In a prospective cohort study researchers have suggested that acetaminophen in pregnancy has been tied to increased risk of attention deficit hyperactivity disorder and autism spectrum disorder, although the study has many limitations.
The study published in JAMA Psychiatry suggests that among 996 mother child pairs those with higher levels of acetaminophen (Tylenol) exposure, which was measured through biomarkers in cord blood at delivery, had a significantly greater chance of the offspring being diagnosed later in with ASD or ADHD, according to Xiaobin Wang, MD, MPH, of Johns Hopkins University Bloomberg School of Public Health.
The researchers calculated an odds ratio of 2.86 for ADHD diagnosis for those infants in the highest tertile of acetaminophen exposure, and the odds ratio for ASD diagnosis was similar at 3.62 for those infants in the highest tertile of acetaminophen exposure.
"For a long time, acetaminophen was considered [one of] the few safe pain and fever relief medications during pregnancy," Wang writes. "However, previous studies based on maternal self-report and our study based on acetaminophen metabolite biomarkers showed consistent findings between prenatal acetaminophen exposure and increased risk of ADHD risk, and possibly, ASD as well."
This is not the first study to link fetal acetaminophen exposure to the development of behavioral problems in children, just as it is not the first study to link fetal acetaminophen exposure to ASD and ADHD. Rather than suggesting acetaminophen be avoided during pregnancy completely, these findings may imply that patients should weigh all risks versus the benefits of using over the counter medications during pregnancy when other safer options may be available, suggests Kimford J. Meador, MD, of Stanford University, who was not involved in the study.

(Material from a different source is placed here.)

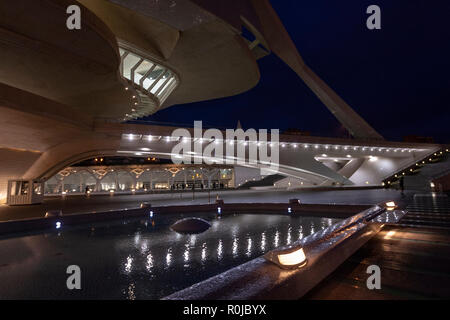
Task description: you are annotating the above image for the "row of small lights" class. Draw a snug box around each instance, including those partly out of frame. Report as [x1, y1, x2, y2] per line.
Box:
[382, 149, 450, 186]
[124, 134, 422, 152]
[123, 87, 138, 120]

This study involved participants in the Boston Birth Cohort which had sufficient cord plasma samples to conduct metabolite assays; acetaminophen exposure was measured through 2 metabolites: glucuronide and 3-N-acetyl-L-cysteine-S-yl-acetaminophen, as well as a composite measure of both in cord blood collected at birth. Offspring were evaluated at a mean age of 10: of which 25.8% were diagnosed with ADHD, 6.6% were diagnosed with ASD, 4.2% were diagnosed with both ADHD and ASD, and just over 30% were diagnosed with other developmental disorders while the remaining one third were neurotypical.
Mothers and offspring differed between groups such as mothers with offspring diagnosed with ADHD or ASD were more likely to have higher BMIs, feel stressed during pregnancy, or report having smoked or drank before or during pregnancy. The offspring with ADHD or ASD were more likely to be male, born preterm, and to have lower birth weights.
Those offspring in the highest tertile of cord unchanged acetaminophen were more likely to be diagnosed with both conditions, but there was no relationship found between other metabolites and the dual diagnosis. The association beween exposure and neruodevelopment outcomes were attenuated but remained the same after adjusting for sex, maternal race/ethnicity, preterm birth, breastfeeding, maternal fever, maternal tobacco, alocohol or illicy drug use, stress during pregnancy, child lead levels, and child age at last visit.
Meador suggests that this data is limited by not being adjusted for family history of ASD and ADHD, as well as not being adjusted for genetic factors related to the risk of these conditions. Limitations were extended by not adjusted for other medications that may have been used during birth. Additionally exposure was only measured once at delivery, meaning the full extent and timing of exposure could not be evaluated, and acetaminophen sulfate was not measured as well which means that the composite burden on the newborns was incomplete. The authors noted that all mothers tested positive for unchanged acetaminophen in samples collected at birth, meaning that there was no non-exposed group for reference.
"The authors didn't look at exposure in pregnancy and particularly the third trimester, which is a particularly susceptible time," Meador explains, adding that animal studies have demonstrated that the fetal brain is most vulnerable during the third trimester to alcohol and anticonvulsant drugs, for example.